Why Ritalin Girl Gave Up Being A Nice Girl

Growing Confidence and Resilience with ADHD

With undiagnosed ADHD in the mix, Ritalin Girl grew up craving validation and approval. She was too messy, too clumsy, too forgetful and too scattered. She just wanted to feel good enough. And at a young age, she didn’t have access to the life-changing pills. ADHD in girls wasn’t a thing. Yet.

 

So she fell into the trap of people pleasing. She never questioned authority and never advocated for herself or her needs. After all, she was the one that wasn’t good enough. At school she was shy, timid and had to over-work in order to meet the same standards academically as everybody else. It was also a challenge just trying to remain still in class.

 

And then she reached adulthood and things started to shift. She’s not sure if it’s to do with the bipolar mania coming into action at ages 18 and 25 giving her an exaggerated sense of confidence and self-belief.
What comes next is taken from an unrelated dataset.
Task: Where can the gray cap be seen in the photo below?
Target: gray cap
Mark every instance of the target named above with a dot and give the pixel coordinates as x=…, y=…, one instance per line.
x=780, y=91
Or whether it was simply a natural maturation into adulthood and developing more confidence. Like cheese, people get better with age.

 

The world around her and its overall message didn’t change: the overall theme was still that she was not good enough and she was “bad” in some way. Bad could mean being impulsive, too emotional, confrontational, too talkative or unprofessional. It could be too much of anything really. Just too hot to handle..

 

But she had simply reached a point where her self-love and self-compassion exceeded all of life’s bumps and pitfalls and the opinions of those around her. This week, for example, the agency representing her for a teaching assistant role was peeved she hadn’t disclosed her history of chronic fatigue. But she didn’t apologise. Not once. After all, the onus was on her whether or not to disclose a health condition. And it was nobody else’s business. She didn’t have to apologise for her choices or her deficits.